Já com experiência na Liga, ao serviço de Tondela, Desportivo de Chaves e Vizela, Guzzo destacou a regularidade do Marítimo, líder isolado da Liga 2 desde a 15.ª, jornada, o que prova o mérito da equipa, dado o equilíbrio que existe no segundo escalão.
"A Liga 2 é tão competitiva, que podemos ter bons talentos e bons jogadores, mas, se não tivermos capacidade humana dentro do balneário, é tudo mais difícil", explicou o médio, que soma dois golos e três assistências na temporada.
Com a subida e o título de campeão da Liga 2 assegurados, o conjunto madeirense encerra a prova na sexta-feira, com a receção ao Desportivo de Chaves, em jogo da 34.ª e última jornada, com início marcado para as 19:00, no Estádio do Marítimo, no Funchal.
"Queremos acabar da melhor maneira, até porque esta época foi tão boa. Temos feito uma boa semana. Obviamente que já festejamos bastante, mas estamos preparados", referiu o futebolista, natural de São Paulo, no Brasil.
Por sua vez, o espanhol Martin Tejón, outros dos obreiros da subida, contabilizando cinco golos e cinco assistências no campeonato, notou que foi um ano de "muito trabalho", sublinhando que "não foi fácil" para a equipa juntar o título de campeão à subida de divisão.
"Visto de fora, parece que é fácil, mas só trabalhando diariamente e com a força dos nossos adeptos é que conseguimos (consumar o objetivo)", notou o médio ofensivo, também a cumprir a época de estreia nos verde-rubros.
Com contrato por mais um ano, até junho de 2027, Tejón, de 22 anos, sente-se bem na Madeira e "apenas focado" em representar o Marítimo, clube que o recebeu muito bem.

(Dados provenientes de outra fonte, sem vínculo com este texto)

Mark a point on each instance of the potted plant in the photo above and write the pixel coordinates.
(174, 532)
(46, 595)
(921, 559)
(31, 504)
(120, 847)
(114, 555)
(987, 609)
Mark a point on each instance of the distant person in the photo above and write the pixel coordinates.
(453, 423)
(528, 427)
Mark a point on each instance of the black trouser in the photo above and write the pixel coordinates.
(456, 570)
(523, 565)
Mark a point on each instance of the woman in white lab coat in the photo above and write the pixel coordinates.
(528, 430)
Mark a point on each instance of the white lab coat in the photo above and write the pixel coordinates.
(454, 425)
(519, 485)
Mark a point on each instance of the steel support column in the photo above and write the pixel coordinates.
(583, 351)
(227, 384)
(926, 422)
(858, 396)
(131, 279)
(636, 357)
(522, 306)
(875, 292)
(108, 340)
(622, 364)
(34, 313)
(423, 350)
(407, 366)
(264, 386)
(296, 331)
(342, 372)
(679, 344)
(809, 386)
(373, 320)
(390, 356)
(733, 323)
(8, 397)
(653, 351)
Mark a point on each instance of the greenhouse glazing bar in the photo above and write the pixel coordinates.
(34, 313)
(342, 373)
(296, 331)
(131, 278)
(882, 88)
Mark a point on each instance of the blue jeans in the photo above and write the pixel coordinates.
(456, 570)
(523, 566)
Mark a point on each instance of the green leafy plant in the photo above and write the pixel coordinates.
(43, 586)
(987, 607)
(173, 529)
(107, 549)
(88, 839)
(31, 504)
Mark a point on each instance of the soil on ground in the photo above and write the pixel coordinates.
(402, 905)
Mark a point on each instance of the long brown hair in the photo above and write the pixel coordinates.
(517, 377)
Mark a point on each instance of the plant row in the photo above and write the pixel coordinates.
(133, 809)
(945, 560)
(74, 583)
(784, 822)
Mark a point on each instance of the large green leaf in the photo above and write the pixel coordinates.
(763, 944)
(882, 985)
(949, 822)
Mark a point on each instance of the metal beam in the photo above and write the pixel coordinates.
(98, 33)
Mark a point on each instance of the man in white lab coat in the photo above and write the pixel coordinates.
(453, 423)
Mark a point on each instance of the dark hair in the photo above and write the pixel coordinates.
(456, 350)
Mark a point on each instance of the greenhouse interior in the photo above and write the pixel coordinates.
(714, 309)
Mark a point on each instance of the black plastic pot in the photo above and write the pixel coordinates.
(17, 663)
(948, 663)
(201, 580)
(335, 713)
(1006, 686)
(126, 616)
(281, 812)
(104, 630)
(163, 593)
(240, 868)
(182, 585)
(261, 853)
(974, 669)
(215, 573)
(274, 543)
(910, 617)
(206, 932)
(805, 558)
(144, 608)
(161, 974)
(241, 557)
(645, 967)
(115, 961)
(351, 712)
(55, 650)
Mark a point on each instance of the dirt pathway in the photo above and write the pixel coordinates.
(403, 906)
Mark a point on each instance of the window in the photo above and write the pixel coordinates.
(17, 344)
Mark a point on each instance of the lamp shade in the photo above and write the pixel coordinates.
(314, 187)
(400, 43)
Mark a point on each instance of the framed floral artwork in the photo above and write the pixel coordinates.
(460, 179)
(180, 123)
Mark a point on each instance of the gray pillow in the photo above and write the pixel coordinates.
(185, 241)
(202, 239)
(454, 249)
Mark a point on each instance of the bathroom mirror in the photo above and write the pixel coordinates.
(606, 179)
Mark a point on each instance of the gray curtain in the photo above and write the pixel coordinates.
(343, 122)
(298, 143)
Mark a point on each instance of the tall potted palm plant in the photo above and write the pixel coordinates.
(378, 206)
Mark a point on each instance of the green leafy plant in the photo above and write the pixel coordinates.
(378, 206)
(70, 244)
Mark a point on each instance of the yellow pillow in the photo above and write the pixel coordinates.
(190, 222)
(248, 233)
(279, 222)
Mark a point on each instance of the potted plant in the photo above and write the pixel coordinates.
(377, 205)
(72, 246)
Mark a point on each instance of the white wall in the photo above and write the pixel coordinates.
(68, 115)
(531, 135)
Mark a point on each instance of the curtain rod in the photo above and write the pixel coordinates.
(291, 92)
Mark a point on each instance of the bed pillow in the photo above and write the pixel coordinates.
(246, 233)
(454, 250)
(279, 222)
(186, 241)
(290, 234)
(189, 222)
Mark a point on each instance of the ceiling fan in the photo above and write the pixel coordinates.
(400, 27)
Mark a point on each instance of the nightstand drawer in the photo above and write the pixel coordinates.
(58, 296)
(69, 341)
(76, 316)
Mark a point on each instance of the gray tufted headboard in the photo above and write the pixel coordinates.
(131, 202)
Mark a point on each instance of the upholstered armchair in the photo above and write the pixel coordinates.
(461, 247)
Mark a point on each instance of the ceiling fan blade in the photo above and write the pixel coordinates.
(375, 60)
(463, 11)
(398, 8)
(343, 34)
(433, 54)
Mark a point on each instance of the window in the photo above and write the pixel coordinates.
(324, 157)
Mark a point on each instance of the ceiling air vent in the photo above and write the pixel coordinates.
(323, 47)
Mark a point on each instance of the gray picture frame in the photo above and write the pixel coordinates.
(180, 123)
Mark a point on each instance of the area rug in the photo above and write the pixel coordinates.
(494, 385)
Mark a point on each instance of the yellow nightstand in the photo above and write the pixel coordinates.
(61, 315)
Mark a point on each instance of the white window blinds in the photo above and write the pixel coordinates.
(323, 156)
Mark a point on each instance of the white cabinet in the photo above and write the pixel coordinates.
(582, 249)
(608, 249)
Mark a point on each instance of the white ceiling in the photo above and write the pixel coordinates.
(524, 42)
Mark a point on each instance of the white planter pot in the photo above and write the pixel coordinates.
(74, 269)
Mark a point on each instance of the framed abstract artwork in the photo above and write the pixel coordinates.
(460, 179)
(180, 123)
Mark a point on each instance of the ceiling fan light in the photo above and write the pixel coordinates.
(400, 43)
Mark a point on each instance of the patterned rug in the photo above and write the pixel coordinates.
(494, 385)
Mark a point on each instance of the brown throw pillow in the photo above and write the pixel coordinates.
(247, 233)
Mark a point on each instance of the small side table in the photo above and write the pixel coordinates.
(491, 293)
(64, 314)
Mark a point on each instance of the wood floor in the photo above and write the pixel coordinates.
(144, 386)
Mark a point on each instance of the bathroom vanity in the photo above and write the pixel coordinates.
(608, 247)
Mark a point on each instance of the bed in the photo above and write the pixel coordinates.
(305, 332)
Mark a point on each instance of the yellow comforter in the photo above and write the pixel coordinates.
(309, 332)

"Senti, desde o primeiro dia, que este grupo era uma família, dentro e fora do campo", vincou.
A formação verde-rubra, que tinha descido ao segundo escalão ao ficar em 16.º na Liga 2022/23, assegurou o regresso à elite do futebol nacional, juntando a subida ao título de campeão, que ficou consumado após a vitória na receção ao Leixões (3-2), na 32.ª e antepenúltima jornada da Liga 2.
À entrada para a última ronda, o emblema insular, líder isolado, soma 66 pontos, mais oito que o Académico de Viseu (segundo, em lugar de subida direta) e mais 10 que o Torreense (terceiro, em posição de play-off), duas equipas que ainda lutam pela subida à Liga.
Na sexta-feira, o Marítimo recebe o Desportivo de Chaves, 11.°, classificado, com 42 pontos, em jogo da 34.ª e última jornada, a partir das 19:00, no Estádio do Marítimo, no Funchal.